Yasser B.

Posted on Mar 29 • Originally published at rivestack.io

PostgreSQL High Availability: A Practical Guide for Production

#postgres #database #devops #tutorial

Your application is live. Customers are using it. The database goes down.

How long before traffic routes around the failure? Ten seconds? Five minutes? Never, because you're paged at 2 AM and have to manually promote a replica while the on-call engineer Slacks you asking if the database is "doing a thing"?

PostgreSQL high availability is one of those topics that looks straightforward in blog posts and turns out to be deeply humbling when you actually implement it in production. This guide covers how PostgreSQL HA actually works, the main tools people use, what typically goes wrong, and when the complexity of DIY HA stops being worth it.

What "High Availability" Means for PostgreSQL

High availability means your database keeps serving requests even when individual components fail. For PostgreSQL, that typically requires three things working together:

Data replication — at least one copy of your data exists on a server other than the primary
Failure detection — something notices when the primary is unreachable
Automatic failover — the replica promotes itself to primary without a human in the loop

PostgreSQL ships with excellent replication primitives but no built-in automatic failover. The replication part is solid and well-understood. The failover part is where teams get into trouble.

Streaming Replication: The Foundation

PostgreSQL replication is based on Write-Ahead Log (WAL) shipping. Every write to the primary is first written to the WAL. Replicas connect to the primary and stream that WAL in near-real-time, replaying it to stay current.

Setting up a basic standby looks like this in postgresql.conf on the primary:

-- postgresql.conf on the primary
wal_level = replica
max_wal_senders = 3
wal_keep_size = 1GB

And in pg_hba.conf, you allow the replica to connect for replication:

# pg_hba.conf on the primary
host replication replicator 10.0.0.2/32 scram-sha-256

The replica connects with a primary_conninfo in its configuration and starts streaming WAL from the primary. Once streaming, the replica is typically only milliseconds behind.

Synchronous vs Asynchronous Replication

By default, PostgreSQL replication is asynchronous: the primary commits a transaction and returns success to the client before confirming the replica received the data. If the primary dies at exactly the wrong moment, you can lose the last few transactions.

Synchronous replication waits for at least one replica to confirm it has received and written the WAL before reporting the commit as successful:

-- postgresql.conf on the primary
synchronous_standby_names = 'replica1'
synchronous_commit = on

This gives you zero-RPO (recovery point objective) — no committed data is ever lost. The tradeoff is latency: every write waits for a round trip to the replica. On a local network this is typically 1–5ms. Across availability zones it can be 10–30ms depending on the cloud provider.

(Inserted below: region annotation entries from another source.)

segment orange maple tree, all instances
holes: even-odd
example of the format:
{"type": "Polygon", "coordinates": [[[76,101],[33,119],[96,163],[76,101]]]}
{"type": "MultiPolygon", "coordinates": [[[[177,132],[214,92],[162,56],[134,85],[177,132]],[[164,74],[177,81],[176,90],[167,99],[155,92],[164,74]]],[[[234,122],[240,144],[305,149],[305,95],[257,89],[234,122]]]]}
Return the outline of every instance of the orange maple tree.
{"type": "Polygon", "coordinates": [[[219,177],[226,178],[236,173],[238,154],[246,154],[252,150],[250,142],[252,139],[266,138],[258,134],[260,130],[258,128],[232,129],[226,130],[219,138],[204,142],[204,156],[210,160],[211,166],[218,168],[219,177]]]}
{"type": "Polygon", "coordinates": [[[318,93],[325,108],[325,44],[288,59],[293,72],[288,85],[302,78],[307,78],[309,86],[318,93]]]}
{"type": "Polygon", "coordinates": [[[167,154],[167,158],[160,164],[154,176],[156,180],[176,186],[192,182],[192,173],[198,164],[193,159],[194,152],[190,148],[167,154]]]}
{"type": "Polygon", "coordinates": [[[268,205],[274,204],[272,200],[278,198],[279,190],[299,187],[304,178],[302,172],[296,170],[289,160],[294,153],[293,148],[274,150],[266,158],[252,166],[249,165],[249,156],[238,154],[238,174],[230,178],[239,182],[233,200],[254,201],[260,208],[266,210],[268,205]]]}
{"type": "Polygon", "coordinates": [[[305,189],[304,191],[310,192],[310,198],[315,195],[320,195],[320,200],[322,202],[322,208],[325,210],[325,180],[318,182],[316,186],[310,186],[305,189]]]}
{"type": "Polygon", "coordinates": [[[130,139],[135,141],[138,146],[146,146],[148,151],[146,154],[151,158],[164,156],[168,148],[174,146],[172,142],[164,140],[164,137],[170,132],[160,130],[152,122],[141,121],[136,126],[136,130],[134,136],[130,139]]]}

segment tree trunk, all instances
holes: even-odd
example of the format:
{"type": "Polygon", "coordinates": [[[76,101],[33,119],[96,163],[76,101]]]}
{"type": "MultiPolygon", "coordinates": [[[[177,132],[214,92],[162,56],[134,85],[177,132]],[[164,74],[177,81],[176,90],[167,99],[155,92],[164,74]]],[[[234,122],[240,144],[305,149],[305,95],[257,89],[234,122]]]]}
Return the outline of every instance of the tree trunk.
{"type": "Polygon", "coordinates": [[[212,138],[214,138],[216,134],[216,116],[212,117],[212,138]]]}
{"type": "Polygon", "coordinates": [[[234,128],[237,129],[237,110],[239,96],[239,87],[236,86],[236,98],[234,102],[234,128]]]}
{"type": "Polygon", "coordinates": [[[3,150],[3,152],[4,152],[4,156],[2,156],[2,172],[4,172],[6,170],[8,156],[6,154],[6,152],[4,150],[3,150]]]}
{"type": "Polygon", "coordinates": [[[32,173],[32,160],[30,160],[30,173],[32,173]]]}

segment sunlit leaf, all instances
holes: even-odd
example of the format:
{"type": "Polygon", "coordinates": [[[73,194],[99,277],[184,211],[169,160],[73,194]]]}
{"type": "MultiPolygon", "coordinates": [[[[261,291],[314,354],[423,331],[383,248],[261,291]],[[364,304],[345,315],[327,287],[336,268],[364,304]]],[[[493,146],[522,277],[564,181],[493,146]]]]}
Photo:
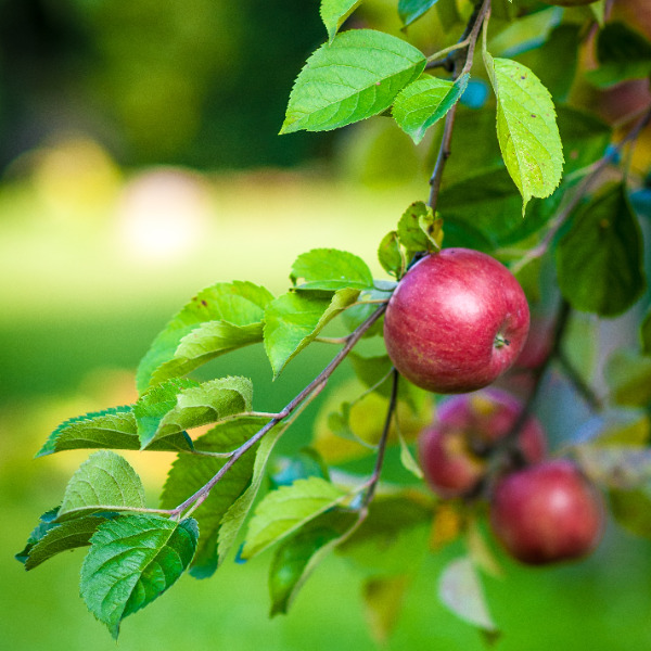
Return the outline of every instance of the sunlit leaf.
{"type": "Polygon", "coordinates": [[[437,77],[421,77],[397,94],[393,105],[394,119],[418,144],[425,131],[459,101],[469,79],[468,74],[454,82],[437,77]]]}
{"type": "Polygon", "coordinates": [[[507,169],[522,194],[549,196],[561,181],[563,146],[549,91],[527,67],[484,51],[497,97],[497,138],[507,169]]]}
{"type": "Polygon", "coordinates": [[[144,488],[127,460],[115,452],[92,454],[66,486],[58,520],[102,511],[143,509],[144,488]]]}
{"type": "Polygon", "coordinates": [[[169,588],[190,564],[194,520],[126,515],[103,523],[81,566],[81,597],[114,638],[120,622],[169,588]]]}
{"type": "Polygon", "coordinates": [[[298,74],[280,132],[336,129],[382,113],[425,62],[413,46],[382,31],[339,34],[298,74]]]}

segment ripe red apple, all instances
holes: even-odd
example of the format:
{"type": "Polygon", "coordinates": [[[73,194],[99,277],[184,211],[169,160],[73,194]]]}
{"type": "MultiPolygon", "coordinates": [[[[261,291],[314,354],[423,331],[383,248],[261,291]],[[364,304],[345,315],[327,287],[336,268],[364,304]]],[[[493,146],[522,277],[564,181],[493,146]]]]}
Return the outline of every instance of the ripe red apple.
{"type": "Polygon", "coordinates": [[[515,559],[529,565],[580,559],[603,533],[601,494],[575,463],[545,461],[498,482],[490,525],[515,559]]]}
{"type": "Polygon", "coordinates": [[[400,280],[384,317],[386,350],[396,369],[435,393],[490,384],[518,358],[529,310],[513,275],[469,248],[444,248],[400,280]]]}
{"type": "MultiPolygon", "coordinates": [[[[490,448],[511,431],[521,411],[520,400],[496,388],[441,403],[435,422],[419,436],[419,459],[434,493],[443,498],[471,493],[484,476],[490,448]]],[[[545,432],[537,419],[525,421],[518,443],[529,463],[542,460],[545,432]]]]}

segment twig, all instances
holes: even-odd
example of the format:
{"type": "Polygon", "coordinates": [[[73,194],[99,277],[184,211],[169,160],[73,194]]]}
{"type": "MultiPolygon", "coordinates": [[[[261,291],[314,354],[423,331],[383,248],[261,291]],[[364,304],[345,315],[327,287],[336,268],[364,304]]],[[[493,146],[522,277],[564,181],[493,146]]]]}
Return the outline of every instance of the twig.
{"type": "Polygon", "coordinates": [[[196,493],[191,495],[186,501],[180,503],[176,509],[170,511],[173,518],[180,518],[180,515],[188,508],[192,507],[194,511],[201,503],[208,497],[210,490],[219,483],[221,477],[234,465],[234,463],[246,454],[252,447],[254,447],[259,441],[261,441],[266,434],[268,434],[276,425],[286,419],[307,397],[317,391],[321,391],[326,383],[330,379],[330,375],[339,367],[339,365],[345,359],[348,353],[353,349],[355,344],[363,336],[365,332],[384,314],[386,305],[381,305],[361,326],[353,332],[348,337],[345,346],[336,354],[332,361],[288,405],[278,412],[268,423],[260,427],[251,438],[243,443],[239,448],[233,450],[228,461],[221,467],[221,469],[196,493]]]}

Most production setups use synchronous replication for the hot standby and asynchronous replication for additional read replicas or DR standbys that are geographically distant.

The Problem: PostgreSQL Doesn't Fail Over Itself

With streaming replication running, you have your data in two places. But if the primary goes down, PostgreSQL doesn't automatically promote the replica. You have two choices:

Manual failover — someone runs pg_ctl promote or SELECT pg_promote() on the replica. Fast if someone is awake, catastrophic if not.
Automated failover via an HA tool — a separate process watches the primary and promotes the replica when it detects a failure.

Almost every production PostgreSQL HA setup uses one of three tools for automated failover: Patroni, pg_auto_failover, or repmgr. They all solve the same problem; they have meaningfully different complexity and tradeoff profiles.

Patroni: The Industry Standard (and Why It's Hard)

Patroni is what most teams with serious PostgreSQL HA requirements end up using. It's battle-tested, highly configurable, and runs at scale. It's also genuinely complex to operate.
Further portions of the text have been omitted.